Para aqueles que acompanham a 26ª conferência do clima, em Glasgow, na Escócia, a insistente referência por parte de ativistas ao termo “justiça climática” tem provocado questionamentos.
Afinal, qual relação poderia haver entre justiça —termo que remete à política, ao direito e à economia— e fenômenos da natureza?
A história da filosofia tem nos ensinado que a separação entre ser humano e natureza resulta de uma construção histórica e, portanto, política.
Sua elaboração mais recente tem raízes na modernidade, quando começa a ser gestado o capitalismo, cuja sociabilidade tem como base a troca mercantil, a predominância da exploração do trabalho assalariado e a mercantilização de praticamente todos os aspectos da existência.
Assim, as formas de viver e de pensar não compatíveis com essa sociabilidade são sufocadas, subalternizadas ou mesmo eliminadas.
Como afirmam Adorno e Horkheimer em “Dialética do Esclarecimento”, “o que os homens querem aprender da natureza é como empregá-la para dominar completamente a ela e aos homens. Nada mais importa. Sem a menor consideração consigo mesmo, o esclarecimento eliminou com seu cautério o ultimo resto de sua própria autoconsciência. Só o pensamento que se faz violência a si mesmo é suficientemente duro para destruir os mitos”.
Ailton Krenak, ao se referir aos povos indígenas, afirma que “a modernização jogou essa gente do campo e da floresta para viver em favelas e em periferias, para virar mão de obra em centros urbanos. Essas pessoas foram arrancadas de seus coletivos, de seus lugares de origem, e jogadas nesse liquidificador chamado humanidade”.

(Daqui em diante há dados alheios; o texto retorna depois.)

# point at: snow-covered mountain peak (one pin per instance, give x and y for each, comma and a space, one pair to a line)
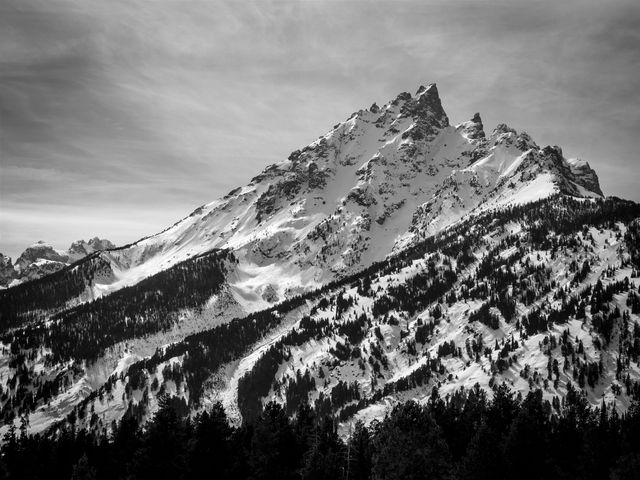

Falar de justiça climática, dentre outras coisas, é compreender como a ação destrutiva da humanidade sobre a natureza é uma ação política e que, por isso, provoca efeitos igualmente políticos, tais como o aprofundamento das diversas formas de desigualdade.
A preservação do meio ambiente é a luta pela vida digna das pessoas que habitam o planeta, do mesmo modo que a luta contra a desigualdade torna inafastável a reivindicação pela preservação do meio ambiente.
Os países mais pobres são os mais atingidos pelas consequências das mudanças climáticas provocadas por ações humanas, como desmatamento e emissão de gases poluentes impactam condições de moradia, de alimentação e, em casos de migração, até a locomoção territorial.
E como afirmam Olumide Abimbola, Joshua Kwesi Aikins, Tselane Mkhesi-Wilkinson e Erin Roberts no artigo “Racism and Climate (In) Justice”: “Os países do Norte-Global não estão perseguindo ativamente a meta de 1,5ºC nem estão cumprindo seus compromissos financeiros com os países em desenvolvimento para apoiar a adaptação, bem como os esforços para lidar com as perdas e danos dos impactos das mudanças climáticas e para garantir o acesso a energia de qualidade e acessível para todos”.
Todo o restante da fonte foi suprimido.